I have recently run into a use case that I find interesting and might be a common use case of the research community.

Basically, we were using bokeh as a front end of our data analysis pipeline. Our intended users mainly are people who are not very familiar with coding and prefers graphical interfaces.

However, we also have seasoned users who wish to inject their own analytical code into the pipeline and manipulate data in an online fashion.

I am wondering if it is possible to sideload an interactive terminal such as ipython in the front end such that users have the option to run custom code; or perhaps if there is a way to communicate to the bokeh server from a separate thread and import/export internal data through remote process calls. Right now we have a rather ugly solution: we would export internal data to a .h5 file; let the user modify it; and upload it back to the server from the browser.

We wonder if there are better solutions.

It seems that the bokeh.client module potentially offers this function but information about it is scarce.


1 Like

This is a pretty broad topic, and there are various potential approaches. What might work for you will really depend on the specifics of your situation.

First things first. bokeh.client is specifically for synchronizing Bokeh models across different processes. I.e., your analyst would create actual Bokeh ColumnDataSource objects, and update those locally in order to update the remote session. I am guessing that is not actually what you want, and that your analysts actually only want to work with arrays, dataframes, etc. But if it is what you want, then bokeh.client might be useful. Note that information is scarce on purpose. Early on users tried to use bokeh.client casually in ways that we can’t really support, so we have strongly de-emphasized it, do not promote it, and really only use it for helping with certain kinds of testing. If you want to use it you’ll probably need to make some investment with learning Bokeh at a lower level than most users.

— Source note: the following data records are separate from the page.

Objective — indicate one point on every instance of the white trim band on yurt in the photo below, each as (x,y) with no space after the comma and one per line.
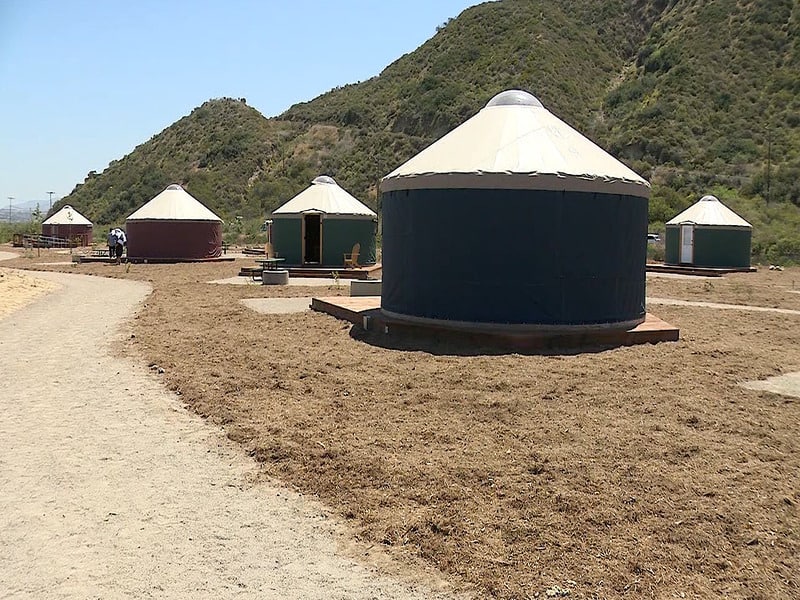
(324,196)
(516,143)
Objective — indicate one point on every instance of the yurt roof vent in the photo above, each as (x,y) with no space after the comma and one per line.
(514,98)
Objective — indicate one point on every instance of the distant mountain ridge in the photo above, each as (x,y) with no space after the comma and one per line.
(691,94)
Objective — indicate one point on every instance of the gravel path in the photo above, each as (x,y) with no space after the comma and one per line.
(110,489)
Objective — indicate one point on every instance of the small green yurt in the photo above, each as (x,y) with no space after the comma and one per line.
(708,234)
(322,224)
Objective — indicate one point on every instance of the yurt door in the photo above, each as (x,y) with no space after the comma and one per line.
(687,244)
(312,239)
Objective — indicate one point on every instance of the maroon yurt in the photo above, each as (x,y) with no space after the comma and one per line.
(70,225)
(174,226)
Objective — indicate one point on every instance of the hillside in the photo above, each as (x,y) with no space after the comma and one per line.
(695,96)
(215,152)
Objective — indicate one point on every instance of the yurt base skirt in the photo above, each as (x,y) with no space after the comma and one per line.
(512,328)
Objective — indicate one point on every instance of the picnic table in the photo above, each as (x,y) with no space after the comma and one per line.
(269,264)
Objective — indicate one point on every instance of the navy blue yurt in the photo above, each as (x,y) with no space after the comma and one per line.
(515,220)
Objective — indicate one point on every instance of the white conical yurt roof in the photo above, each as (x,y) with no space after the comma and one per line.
(516,143)
(325,196)
(709,211)
(66,216)
(174,204)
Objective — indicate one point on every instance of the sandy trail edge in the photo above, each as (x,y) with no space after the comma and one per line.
(112,489)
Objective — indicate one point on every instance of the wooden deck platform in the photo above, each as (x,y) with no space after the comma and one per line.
(366,272)
(693,270)
(365,312)
(85,258)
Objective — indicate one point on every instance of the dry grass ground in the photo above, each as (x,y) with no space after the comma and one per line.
(634,472)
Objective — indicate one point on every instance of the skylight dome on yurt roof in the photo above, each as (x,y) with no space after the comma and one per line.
(514,98)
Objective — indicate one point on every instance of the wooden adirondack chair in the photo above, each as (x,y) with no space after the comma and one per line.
(351,258)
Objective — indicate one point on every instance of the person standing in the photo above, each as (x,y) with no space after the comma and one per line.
(112,243)
(122,241)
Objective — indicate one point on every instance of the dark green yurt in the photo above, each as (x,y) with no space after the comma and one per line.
(515,221)
(321,225)
(708,234)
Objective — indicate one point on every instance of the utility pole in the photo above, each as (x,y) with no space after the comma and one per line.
(769,159)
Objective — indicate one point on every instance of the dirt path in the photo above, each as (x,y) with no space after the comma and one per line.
(674,302)
(110,489)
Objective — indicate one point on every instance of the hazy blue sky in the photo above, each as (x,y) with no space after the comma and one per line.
(84,82)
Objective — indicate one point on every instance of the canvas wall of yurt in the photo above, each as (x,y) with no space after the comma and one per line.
(708,234)
(68,224)
(321,224)
(174,226)
(514,219)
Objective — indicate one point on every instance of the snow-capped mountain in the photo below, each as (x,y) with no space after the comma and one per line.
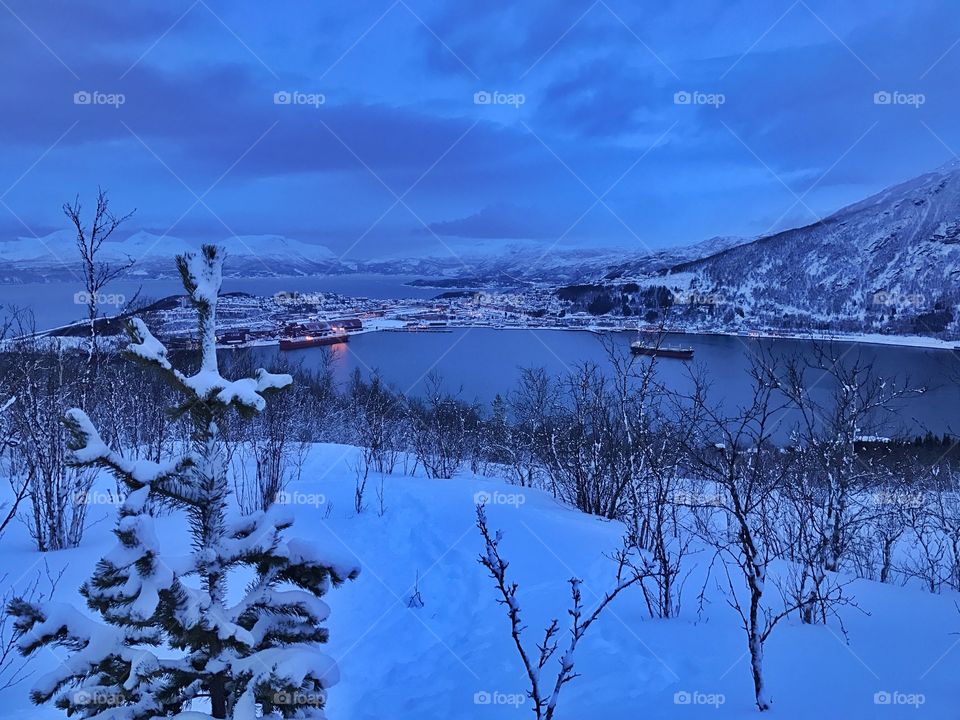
(889,263)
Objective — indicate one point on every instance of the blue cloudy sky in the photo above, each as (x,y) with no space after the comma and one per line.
(386,147)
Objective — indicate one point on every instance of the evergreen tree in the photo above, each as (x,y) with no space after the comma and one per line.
(175,635)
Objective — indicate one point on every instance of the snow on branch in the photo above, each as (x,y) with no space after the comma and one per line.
(544,699)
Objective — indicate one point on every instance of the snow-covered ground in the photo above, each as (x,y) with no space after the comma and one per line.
(453,658)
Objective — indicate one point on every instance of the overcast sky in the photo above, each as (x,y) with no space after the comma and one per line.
(359,125)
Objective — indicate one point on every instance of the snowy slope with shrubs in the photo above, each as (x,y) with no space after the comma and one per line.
(453,657)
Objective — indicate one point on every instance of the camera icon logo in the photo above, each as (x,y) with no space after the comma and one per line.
(482,698)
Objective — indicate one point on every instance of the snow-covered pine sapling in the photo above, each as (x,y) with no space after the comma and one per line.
(181,634)
(543,695)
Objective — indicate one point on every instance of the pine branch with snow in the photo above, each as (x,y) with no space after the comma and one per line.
(169,639)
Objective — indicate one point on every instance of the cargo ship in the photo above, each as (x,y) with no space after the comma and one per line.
(680,353)
(297,336)
(305,341)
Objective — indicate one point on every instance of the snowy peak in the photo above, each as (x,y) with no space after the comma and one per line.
(888,263)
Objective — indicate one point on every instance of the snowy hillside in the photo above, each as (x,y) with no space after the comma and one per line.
(453,657)
(889,263)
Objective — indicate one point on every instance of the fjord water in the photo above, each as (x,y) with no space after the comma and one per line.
(480,363)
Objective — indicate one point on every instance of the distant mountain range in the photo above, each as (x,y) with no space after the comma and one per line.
(890,263)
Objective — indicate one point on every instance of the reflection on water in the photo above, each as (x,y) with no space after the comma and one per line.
(481,363)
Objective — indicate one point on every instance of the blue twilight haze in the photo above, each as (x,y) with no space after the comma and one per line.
(409,126)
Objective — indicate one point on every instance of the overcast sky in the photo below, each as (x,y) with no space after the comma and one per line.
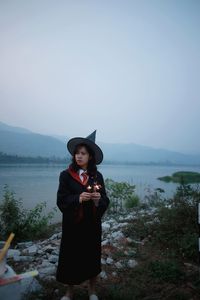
(130,69)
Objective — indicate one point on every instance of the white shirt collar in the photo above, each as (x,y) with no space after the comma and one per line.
(82,171)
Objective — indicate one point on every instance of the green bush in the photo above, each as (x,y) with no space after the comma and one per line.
(167,270)
(122,196)
(26,224)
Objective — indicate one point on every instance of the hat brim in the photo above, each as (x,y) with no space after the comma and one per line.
(72,143)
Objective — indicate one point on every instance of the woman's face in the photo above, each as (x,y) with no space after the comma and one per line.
(82,157)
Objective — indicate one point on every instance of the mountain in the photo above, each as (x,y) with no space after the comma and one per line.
(5,127)
(22,142)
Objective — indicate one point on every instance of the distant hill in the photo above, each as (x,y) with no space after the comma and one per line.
(22,142)
(138,153)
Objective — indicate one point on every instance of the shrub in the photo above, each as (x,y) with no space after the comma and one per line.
(121,195)
(168,270)
(26,224)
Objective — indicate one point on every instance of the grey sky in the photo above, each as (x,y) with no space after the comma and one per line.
(129,69)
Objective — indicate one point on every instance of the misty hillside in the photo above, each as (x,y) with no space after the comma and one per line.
(22,142)
(19,141)
(138,153)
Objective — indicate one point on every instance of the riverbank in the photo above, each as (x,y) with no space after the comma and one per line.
(133,265)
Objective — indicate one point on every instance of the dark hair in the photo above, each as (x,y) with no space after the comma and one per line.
(92,168)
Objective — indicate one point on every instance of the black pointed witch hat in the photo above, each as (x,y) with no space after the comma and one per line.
(90,141)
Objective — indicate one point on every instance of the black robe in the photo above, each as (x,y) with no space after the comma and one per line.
(80,248)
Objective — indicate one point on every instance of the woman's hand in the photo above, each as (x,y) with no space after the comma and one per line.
(84,197)
(95,196)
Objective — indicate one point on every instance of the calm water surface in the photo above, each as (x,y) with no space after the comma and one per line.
(36,183)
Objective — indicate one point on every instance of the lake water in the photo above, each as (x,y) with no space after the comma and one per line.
(35,183)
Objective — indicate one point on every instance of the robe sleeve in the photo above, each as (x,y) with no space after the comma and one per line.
(65,199)
(104,200)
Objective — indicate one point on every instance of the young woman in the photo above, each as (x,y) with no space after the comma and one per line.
(82,199)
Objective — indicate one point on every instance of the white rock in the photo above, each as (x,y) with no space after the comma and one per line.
(132,263)
(129,240)
(45,263)
(43,272)
(105,242)
(32,250)
(117,235)
(49,249)
(118,265)
(12,253)
(103,261)
(103,275)
(22,258)
(109,261)
(105,226)
(24,244)
(53,258)
(53,237)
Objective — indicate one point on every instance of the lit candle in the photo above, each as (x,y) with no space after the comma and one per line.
(89,188)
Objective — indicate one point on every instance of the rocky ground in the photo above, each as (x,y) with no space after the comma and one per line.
(117,251)
(127,269)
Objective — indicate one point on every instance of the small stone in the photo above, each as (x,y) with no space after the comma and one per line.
(24,244)
(118,265)
(132,263)
(32,250)
(109,260)
(103,261)
(117,235)
(103,275)
(22,258)
(43,272)
(12,252)
(105,226)
(53,258)
(105,242)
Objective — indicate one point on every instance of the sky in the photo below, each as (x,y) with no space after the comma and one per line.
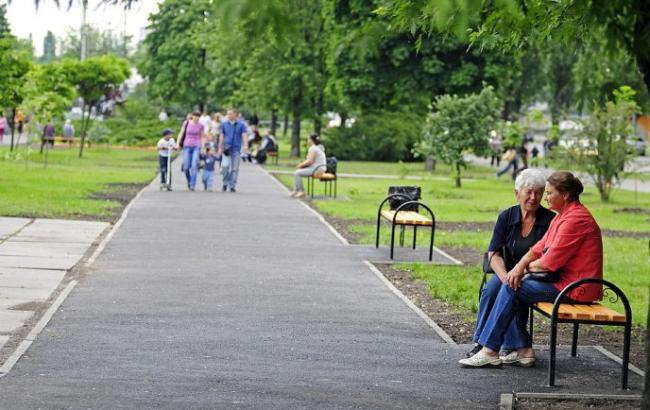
(25,20)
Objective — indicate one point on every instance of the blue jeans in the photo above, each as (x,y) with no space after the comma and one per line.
(507,305)
(191,164)
(514,337)
(208,178)
(230,169)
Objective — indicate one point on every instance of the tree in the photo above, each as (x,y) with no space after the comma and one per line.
(47,91)
(49,48)
(177,64)
(601,150)
(93,79)
(513,25)
(460,124)
(14,66)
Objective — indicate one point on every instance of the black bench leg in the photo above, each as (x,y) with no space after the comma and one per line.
(552,353)
(415,234)
(626,351)
(392,241)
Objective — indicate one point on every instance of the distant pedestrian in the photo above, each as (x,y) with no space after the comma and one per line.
(209,162)
(165,147)
(3,126)
(68,132)
(233,138)
(48,135)
(191,142)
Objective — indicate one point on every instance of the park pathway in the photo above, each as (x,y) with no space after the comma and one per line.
(219,300)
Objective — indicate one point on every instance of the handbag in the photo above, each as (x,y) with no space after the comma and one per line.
(487,268)
(406,194)
(544,276)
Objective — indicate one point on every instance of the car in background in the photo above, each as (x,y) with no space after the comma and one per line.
(636,145)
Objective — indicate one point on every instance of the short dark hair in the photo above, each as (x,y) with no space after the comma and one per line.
(315,138)
(566,183)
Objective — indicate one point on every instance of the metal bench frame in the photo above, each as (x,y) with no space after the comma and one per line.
(329,183)
(562,296)
(415,227)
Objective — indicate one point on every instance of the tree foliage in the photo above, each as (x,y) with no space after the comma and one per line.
(93,78)
(601,149)
(458,125)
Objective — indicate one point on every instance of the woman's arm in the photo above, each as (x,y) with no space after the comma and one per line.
(311,158)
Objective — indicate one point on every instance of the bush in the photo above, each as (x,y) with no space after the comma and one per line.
(375,136)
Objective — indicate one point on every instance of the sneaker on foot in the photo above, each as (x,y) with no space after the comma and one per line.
(515,359)
(481,359)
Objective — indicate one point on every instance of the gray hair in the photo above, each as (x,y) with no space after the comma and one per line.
(530,178)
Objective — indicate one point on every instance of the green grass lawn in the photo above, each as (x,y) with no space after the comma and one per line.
(481,198)
(63,189)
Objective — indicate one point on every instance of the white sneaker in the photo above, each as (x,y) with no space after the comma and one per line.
(481,359)
(514,359)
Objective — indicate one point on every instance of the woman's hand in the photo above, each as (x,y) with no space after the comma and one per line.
(514,278)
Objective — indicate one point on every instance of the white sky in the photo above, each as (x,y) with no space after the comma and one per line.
(25,20)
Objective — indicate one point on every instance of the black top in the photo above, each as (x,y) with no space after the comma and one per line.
(508,227)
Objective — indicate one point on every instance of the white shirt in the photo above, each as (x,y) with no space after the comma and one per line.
(166,145)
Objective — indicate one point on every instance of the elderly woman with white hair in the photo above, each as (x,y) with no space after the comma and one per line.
(517,229)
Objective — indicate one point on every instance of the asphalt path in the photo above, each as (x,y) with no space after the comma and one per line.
(206,300)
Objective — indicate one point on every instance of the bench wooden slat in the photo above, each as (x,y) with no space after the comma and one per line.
(594,311)
(407,218)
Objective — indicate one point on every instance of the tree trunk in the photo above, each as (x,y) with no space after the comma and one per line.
(85,119)
(295,133)
(286,124)
(457,176)
(274,120)
(13,127)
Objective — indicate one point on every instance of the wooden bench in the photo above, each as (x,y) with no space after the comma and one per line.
(328,178)
(563,310)
(402,218)
(585,313)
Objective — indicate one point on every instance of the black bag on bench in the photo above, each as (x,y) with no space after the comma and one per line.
(406,194)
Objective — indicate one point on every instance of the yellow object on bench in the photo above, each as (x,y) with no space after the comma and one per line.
(594,311)
(407,218)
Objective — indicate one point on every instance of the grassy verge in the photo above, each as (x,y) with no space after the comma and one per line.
(64,188)
(627,262)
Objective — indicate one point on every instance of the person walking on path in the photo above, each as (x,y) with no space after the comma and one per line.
(165,147)
(233,137)
(315,161)
(3,126)
(68,132)
(191,143)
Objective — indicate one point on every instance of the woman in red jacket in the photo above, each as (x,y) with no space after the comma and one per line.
(572,245)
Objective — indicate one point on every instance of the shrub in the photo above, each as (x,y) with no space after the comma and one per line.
(375,136)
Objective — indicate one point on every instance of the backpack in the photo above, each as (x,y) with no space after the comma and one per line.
(330,164)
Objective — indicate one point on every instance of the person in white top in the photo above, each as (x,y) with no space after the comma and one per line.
(314,164)
(165,147)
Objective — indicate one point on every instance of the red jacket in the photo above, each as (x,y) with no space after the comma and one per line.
(574,244)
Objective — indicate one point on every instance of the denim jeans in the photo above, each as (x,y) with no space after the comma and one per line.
(191,164)
(230,169)
(208,178)
(514,337)
(507,305)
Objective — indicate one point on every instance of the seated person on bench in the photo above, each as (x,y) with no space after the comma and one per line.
(315,161)
(572,245)
(517,229)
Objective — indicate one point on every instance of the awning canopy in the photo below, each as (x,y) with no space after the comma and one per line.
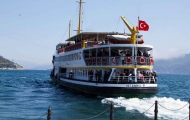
(95,35)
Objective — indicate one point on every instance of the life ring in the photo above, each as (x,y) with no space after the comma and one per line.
(128,60)
(151,61)
(114,60)
(142,60)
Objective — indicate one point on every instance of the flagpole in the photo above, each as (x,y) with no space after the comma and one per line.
(136,43)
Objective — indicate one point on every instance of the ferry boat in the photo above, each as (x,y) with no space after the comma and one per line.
(105,63)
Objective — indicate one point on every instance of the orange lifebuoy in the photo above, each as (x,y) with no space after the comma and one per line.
(114,60)
(142,60)
(151,61)
(128,60)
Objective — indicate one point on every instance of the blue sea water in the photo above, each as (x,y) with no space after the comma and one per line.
(27,94)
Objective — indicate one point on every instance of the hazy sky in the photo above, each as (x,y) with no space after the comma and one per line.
(30,29)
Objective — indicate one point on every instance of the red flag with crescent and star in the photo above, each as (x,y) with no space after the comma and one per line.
(143,26)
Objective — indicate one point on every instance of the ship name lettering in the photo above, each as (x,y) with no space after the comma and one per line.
(133,85)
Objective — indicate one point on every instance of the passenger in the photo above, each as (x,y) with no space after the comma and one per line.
(106,40)
(145,53)
(117,77)
(138,75)
(128,53)
(124,76)
(122,56)
(96,75)
(105,77)
(155,76)
(142,77)
(130,77)
(114,75)
(95,41)
(139,53)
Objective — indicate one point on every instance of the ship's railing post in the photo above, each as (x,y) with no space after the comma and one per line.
(111,111)
(189,109)
(49,114)
(156,110)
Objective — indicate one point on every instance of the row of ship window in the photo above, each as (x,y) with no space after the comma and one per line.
(75,56)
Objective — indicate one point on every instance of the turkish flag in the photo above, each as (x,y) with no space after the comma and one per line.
(143,26)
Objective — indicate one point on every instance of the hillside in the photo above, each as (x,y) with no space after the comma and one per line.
(180,65)
(7,64)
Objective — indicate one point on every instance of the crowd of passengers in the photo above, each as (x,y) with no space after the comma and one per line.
(125,76)
(117,53)
(95,42)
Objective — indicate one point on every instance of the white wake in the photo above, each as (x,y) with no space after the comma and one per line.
(167,107)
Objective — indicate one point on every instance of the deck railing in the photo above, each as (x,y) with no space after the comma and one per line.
(113,79)
(119,60)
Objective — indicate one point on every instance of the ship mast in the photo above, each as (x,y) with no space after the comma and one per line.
(69,28)
(80,12)
(132,30)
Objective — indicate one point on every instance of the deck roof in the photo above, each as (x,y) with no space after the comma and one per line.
(90,35)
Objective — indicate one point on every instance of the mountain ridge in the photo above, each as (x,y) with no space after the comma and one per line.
(7,64)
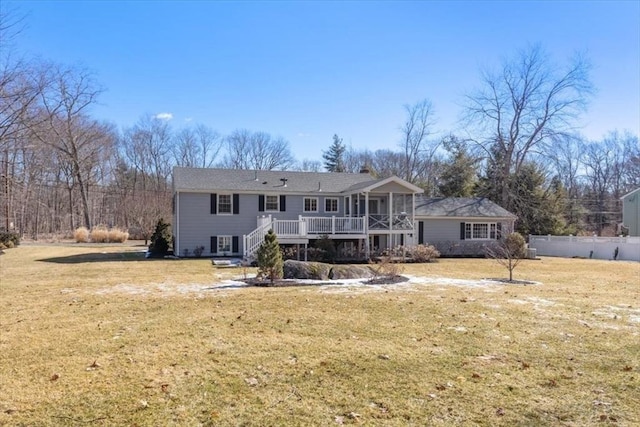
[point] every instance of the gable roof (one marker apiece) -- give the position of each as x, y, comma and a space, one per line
460, 207
211, 179
372, 185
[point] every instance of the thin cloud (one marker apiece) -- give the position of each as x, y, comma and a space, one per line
164, 116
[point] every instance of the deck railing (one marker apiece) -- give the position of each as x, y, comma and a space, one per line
334, 225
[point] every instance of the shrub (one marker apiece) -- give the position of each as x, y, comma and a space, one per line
424, 253
508, 252
160, 238
9, 239
81, 235
117, 235
270, 258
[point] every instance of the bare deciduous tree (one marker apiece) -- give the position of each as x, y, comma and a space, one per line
67, 126
508, 252
417, 150
523, 107
197, 147
257, 150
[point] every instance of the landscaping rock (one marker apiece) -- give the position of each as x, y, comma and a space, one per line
306, 270
341, 272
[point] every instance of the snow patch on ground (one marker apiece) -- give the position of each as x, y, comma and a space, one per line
329, 286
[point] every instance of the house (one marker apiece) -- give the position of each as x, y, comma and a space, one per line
228, 212
631, 212
460, 226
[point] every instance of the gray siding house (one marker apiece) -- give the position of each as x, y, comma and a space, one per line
459, 226
631, 212
227, 212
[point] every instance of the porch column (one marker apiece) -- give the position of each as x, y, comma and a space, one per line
390, 209
366, 212
367, 246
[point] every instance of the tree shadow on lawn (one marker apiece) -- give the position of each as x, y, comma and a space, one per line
98, 257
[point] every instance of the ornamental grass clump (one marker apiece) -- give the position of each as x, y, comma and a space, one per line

Other options are things like:

  • sending data to sessions with thing like sockets, websockets, zmq, etc.
  • pushing data to external databases, like redis, etc. that a Bokeh session can monitor
  • at the bargain-basement level, write updates to data files that the session can access

In any case, I keep mentioning “session” because that is also a huge consideration. Are these analysts running the Bokeh apps for themselves, and they are the only user of a given Bokeh server? Or is there one Bokeh server and many analysts opening sessions on the same server? Or even more complicated: are you running multiple Bokeh servers behind a load balancer? In that case you won’t even know what process is hosting a session.

In all the cases, you’ll need to devise a way to communicate the session ID to the analysts, so that when they push updates that the Bokeh server app code can pick up, that those updates are “routed” to the correct session. e.g. the analysts “push” new data to a database keyed under their session ID using some API you make for them, then the Bokeh app code can pick up the modifications using a pub sub or polling mechanism.

I should be clear: Bokeh has no opinions at all on how any of this this might happen. There’s just too many options / use-cases and not enough project resources to try to be opinionated here. The necessary parts are all there IMO, but you will definitely be building out some minimal scaffolding that happens to work for you.